For UCITS V, the main changes here relate to upgrading the depository function for UCITS to broadly match that which has been introduced for AIFMD. The practical point to note is that if you’re a UCITS manager, you will shortly be receiving telephone calls, emails, people knocking on your door from depositories, to talk about upgrading or replacing the depository agreement, and maybe even talk about fees.

UCITS V will also affect the remuneration of personnel within UCITS management companies. We have the Directive provisions. We are currently waiting for the ESMA guidelines to work out whether there are going to be aspects that may differ from those which were introduced for AIFMD – so here it’s a case of watch this space.

UCITS VI so far has just taken the form of a very, very high-level consultation paper where possible ideas for future reform were mentioned. No firm proposals were set, and indeed some of the topics raised have been addressed by other means – for example, the reform of money-market funds set up as UCITS willbe subject to a separate regulation, as is the proposal for European Long-Term Investment Funds (ELTIFs). Originally it was proposed that this brand of fund (for the purposes of facilitating retail investment in infrastructure products) should piggy-back off the UCITS regime, i.e., be put through a UCITS vehicle. There was a strong reaction against that, with the result that ELTIFs are going to be a type of AIF, but with the unusual aspect that they will be intended for retail investors. At the moment, the promotion of AIFs to retail investors is subject to a Member State discretion.

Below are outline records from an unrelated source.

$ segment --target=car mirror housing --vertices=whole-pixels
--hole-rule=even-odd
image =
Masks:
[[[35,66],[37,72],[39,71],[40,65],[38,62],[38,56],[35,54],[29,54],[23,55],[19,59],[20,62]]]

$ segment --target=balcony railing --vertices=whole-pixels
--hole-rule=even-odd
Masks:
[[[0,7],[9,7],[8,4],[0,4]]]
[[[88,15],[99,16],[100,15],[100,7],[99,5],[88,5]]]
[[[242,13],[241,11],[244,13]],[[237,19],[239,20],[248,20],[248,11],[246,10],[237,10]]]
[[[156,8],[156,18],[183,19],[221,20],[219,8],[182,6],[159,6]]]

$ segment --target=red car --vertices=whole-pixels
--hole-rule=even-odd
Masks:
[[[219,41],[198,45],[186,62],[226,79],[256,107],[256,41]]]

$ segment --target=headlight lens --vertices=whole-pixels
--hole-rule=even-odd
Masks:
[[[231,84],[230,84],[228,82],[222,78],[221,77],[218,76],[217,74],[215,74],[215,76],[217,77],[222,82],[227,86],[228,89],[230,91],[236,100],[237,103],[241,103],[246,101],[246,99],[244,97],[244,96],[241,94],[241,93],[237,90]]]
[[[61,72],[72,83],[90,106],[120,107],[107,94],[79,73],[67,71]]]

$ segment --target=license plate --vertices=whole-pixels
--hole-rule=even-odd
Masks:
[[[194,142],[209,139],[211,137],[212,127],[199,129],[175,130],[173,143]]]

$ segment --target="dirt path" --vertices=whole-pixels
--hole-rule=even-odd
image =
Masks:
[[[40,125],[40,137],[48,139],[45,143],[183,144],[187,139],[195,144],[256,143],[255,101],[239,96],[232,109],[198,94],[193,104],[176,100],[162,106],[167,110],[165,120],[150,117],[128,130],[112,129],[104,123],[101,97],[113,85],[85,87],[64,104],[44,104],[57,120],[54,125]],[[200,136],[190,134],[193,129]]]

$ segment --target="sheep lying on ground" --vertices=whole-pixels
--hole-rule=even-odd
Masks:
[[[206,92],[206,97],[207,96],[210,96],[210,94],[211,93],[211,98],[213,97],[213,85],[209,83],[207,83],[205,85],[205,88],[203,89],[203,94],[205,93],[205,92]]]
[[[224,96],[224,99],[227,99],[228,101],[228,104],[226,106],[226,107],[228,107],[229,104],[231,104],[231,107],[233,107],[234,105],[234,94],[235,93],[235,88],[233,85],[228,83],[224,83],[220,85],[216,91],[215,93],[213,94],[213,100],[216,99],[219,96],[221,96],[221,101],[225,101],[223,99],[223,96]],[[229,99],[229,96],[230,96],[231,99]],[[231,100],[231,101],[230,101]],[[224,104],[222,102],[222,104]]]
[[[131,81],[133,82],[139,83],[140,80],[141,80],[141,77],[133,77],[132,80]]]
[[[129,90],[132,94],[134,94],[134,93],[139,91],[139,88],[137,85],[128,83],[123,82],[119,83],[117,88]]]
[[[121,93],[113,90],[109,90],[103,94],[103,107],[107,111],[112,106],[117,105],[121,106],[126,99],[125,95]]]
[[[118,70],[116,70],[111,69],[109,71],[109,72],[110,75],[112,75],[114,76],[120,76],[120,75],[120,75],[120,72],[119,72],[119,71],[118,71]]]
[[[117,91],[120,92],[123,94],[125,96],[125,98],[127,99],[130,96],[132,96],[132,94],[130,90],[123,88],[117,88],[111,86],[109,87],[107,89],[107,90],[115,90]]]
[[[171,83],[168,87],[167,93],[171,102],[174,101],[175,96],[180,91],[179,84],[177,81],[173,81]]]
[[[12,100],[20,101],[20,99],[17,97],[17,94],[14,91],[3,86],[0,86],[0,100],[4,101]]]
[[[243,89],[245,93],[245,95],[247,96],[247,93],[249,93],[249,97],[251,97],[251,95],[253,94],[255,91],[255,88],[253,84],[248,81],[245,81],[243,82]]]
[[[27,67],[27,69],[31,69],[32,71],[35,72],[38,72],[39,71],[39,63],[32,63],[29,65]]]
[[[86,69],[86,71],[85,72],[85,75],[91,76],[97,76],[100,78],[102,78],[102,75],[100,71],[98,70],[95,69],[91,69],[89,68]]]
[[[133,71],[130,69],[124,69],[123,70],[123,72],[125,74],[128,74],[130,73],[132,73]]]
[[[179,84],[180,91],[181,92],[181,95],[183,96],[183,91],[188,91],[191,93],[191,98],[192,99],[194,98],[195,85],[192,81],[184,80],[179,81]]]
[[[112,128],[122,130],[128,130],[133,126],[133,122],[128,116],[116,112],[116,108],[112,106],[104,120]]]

The final point to note is the introduction of the Packaged Retail and insurance-based Investment Product Key Investor Documents – happily abbreviated to “PRIIPs KIDs”. This is important for UCITS because it will level the playing field for point-of-sale disclosure, and for similar, roughly equivalent products. It will apply to insurance contracts that are used for investment purposes, structured deposits, and similar instruments from next year. There is a transitional period for UCITS – three years, towards the end of which there will be a review. We’ll discover whether the KIID in its current form for UCITS will remain, or whether there’ll be changes which will bring it more into line with PRIIPs KIDs.